# Need advice on cages and discouraging breeding



## Camalita (Jul 25, 2021)

Hello again and thank you in advance for your advice.

I'm considering switching from a community flight cage to either side by side or stacked boys and girls cages.

I had all my parakeets in a huge pet prevue f050 flight cage. It's got some wasted space at the bottom but I make use of it by setting up temporary foraging areas in the bottom center where it doesn't get pooped on. (I go back and forth between a doggie snuffle mat and a slate feeding slab)

Anyway, I thought as long as I didn't provide nest boxes or hidey huts they wouldn't want to breed because there is no place for little ones. Well it turns out I was wrong. When you have avian lights, hot summer days and enjoy cooking for them like they are dining at a 5 star restaurant, they go get the idea that life is good enough without a nursery.

That being said, I love my flock, I want to enjoy them, not keep them covered up 2/3rds of the day and cut back on my enjoyment of making them fun healthy interactive foods. And then still possibly have to separate them.

So how do birds do with stacked cages? They all want the highest perch. Has anyone ever noticed any issues with hierarchy or pecking order when one is kept on bottom vs top? (Even if I can get them to successfully live together I'm considering this option so I can maximize space. Putting my parrotlets on the bottom because they Hate when the budgie birds land on their cage, but love to fly over to the budgie birds and strut around on the budgie cage.)

Or side by side, so there is no hierarchy issues and they can still visit through the bars. (Which would never work with the parrotlets, they would not be willing to share a wall)

Would either of these options cause additional or undue stress?

Thoughts, opinions and personal experience welcomed. I'm looking forward to the communities wisdom.
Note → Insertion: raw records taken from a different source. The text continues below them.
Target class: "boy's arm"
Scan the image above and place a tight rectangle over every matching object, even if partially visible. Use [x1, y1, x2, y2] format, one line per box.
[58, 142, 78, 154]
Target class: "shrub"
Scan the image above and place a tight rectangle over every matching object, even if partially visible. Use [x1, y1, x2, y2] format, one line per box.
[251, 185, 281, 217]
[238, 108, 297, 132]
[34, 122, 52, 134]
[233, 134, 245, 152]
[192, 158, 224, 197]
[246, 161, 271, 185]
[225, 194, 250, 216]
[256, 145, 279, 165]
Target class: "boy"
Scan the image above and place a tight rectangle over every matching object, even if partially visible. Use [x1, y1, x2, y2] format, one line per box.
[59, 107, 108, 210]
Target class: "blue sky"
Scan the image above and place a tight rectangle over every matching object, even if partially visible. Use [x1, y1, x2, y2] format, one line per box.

Here are the cages I'm considering
The 1st two are much nicer, better quality.. the 3rd is a lot less money but still 30 inches wide, just not as tall per cage


----------



## Cody (Sep 5, 2013)

In my experience I don't like stackable cages because I feel that the birds on the lower level would not be happy because birds always want to be up high. I have the second cage in your post with the divider. I originally bought it for my Linnes, thinking they would use the whole cage without the divider. As it turned out they did not like it and would always stay one one side so I put them in a F040 and they were much happier. I ended up putting in the divider and 2 budgies on one side and my canary claimed the other side. My canary decided he did not like looking at the budgies and would make annoyed canary sounds at them.  I took out the divider and wove paper through the bars of the divider so the divider was covered and put it back, problem solved, the canary was happy he did not have to look at the budgies any longer.


----------



## FaeryBee (May 9, 2011)

*I agree with Cody. I don't like stacked cages nor do I think they are a good choice for most birds. I would go with the side by side cage (your second picture) if you want the birds that close together.
Otherwise, I'd recommend getting two cages (something similar to the one linked below) so you can move the cages around more easily, put more distance between the cages and/or put one cage in a different room if necessary.*
*Wrought Iron Flight Cage*

*If you use an Avian Light, please make sure you do not have it on more than 1 to 1 1/2 hours per day.*


----------



## Camalita (Jul 25, 2021)

FaeryBee said:


> If you use an Avian Light, please make sure you do not have it on more than 1 to 1/2 hours per day.


Is that because of the UV? I use featherbrite lights and the UV bulb is separate, and works independently of the light.


----------



## FaeryBee (May 9, 2011)

*Yes, exposure to full spectrum lighting for more than 1 or 1 1/2 hours can cause excessive molting, increase in hormones and stimulation of breeding activities in addition to causing other health problems.*


----------